Today we want to explain what mixed feeding is and how it can be maintained.
We talk about mixed feeding when the baby is combining breast and bottle feeding. There are many reasons why it can be done in a combined way. Whatever yours, here we will explain some important issues to keep in mind that can help you solve some of the most common problems.
When we want to maintain a mixed lactation but we want to continue breastfeeding our baby, we can find two possible problems:
Nipple confusion: There is a certain controversy about what is referred to as nipple confusion, but there are many of you who tell us about the problems caused by the use of teats to maintain your lactation. Although it may seem that bottles teats are very similar to a nipple and although the brands that manufacture them tell us that their shape are anatomical, ergonomic and perfectly designed so that the baby does not notice the difference between taking the breast and the bottle, the reality is stubborn and does not always fit with advertising slogans.
To begin with, the baby’s latch on to the breast or a teat is completely different. This makes it hard for many babies to know what to expect when they come across a teat in their mouth. Also, to get milk, babies must suck very differently in one case or another and that, in some babies who have been offered a bottle, may later cause rejection of the breast because of their inability to breastfeed.
The amount of milk: when babies suckle, they get small amounts of milk and this takes time and effort. With a bottle the milk flows very fast and in a few minutes they can drink a lot. This causes some babies to become frustrated when they are trying to breastfeed, since the process is slower.
So, what can I do to maintain mixed feeding?
1. Keep your baby close to you
Although it may seem obvious, it is always advisable to keep your baby close when you give him formula. The idea is that formula feeds should look like anything possible breast feeds. Thus, mother and baby should be close and maintain eye and physical contact while the baby eats.
Try to alternate sides to help the baby’s laterality development.
2. Offer the breast in the first place
Whenever possible, offer the breast first and leave the formula for the end, and only when necessary.

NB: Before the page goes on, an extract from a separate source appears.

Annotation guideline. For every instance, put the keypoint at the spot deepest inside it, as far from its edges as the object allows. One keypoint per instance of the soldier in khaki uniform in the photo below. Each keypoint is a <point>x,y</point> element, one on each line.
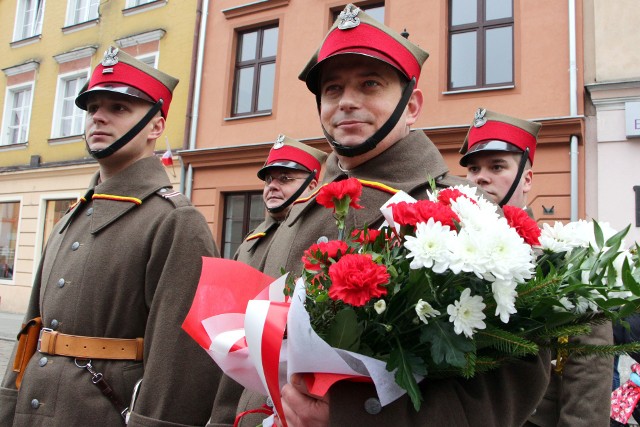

3. Choose the most appropriate method of supplementation
It is always advisable to look for the least invasive method of supplementation possible, which allows the baby to regulate the amount of formula he wants to drink, and it is the responsibility of the parents to give him the milk slowly so that he has time to notice the signs of satiety that he will receive when he has had enough. If possible, the method you choose should help to avoid the confusion in sucking that we mentioned before. If you give your baby milk in a bottle and you want to keep it that way and you want the baby not to reject the breast, try the so-called Kassing method.
4. Evaluate well the need to give artificial milk
It is important that you consider the reasons that led you to choose a mixed lactation.
If your baby is gaining weight at a good rate and you don’t have low production difficulties, it can be counterproductive to increase the amount of formula offered to your baby as he or she grows. Depending on what you want to do and how willing the baby is, you can also consider the possibility of relactating.
5. When you finish:
If at the end of the feed you can offer breast to the baby you will be helping him to understand that satiety comes from the breast and not from the bottle. You will also help the baby to relax and fall asleep more easily by allowing him to stay sucking on the bottle, as babies often lack time to simply suck when are bottle fed.
We hope these simple guidelines can help you to achieve the happy and long-lasting mixed lactation you desire.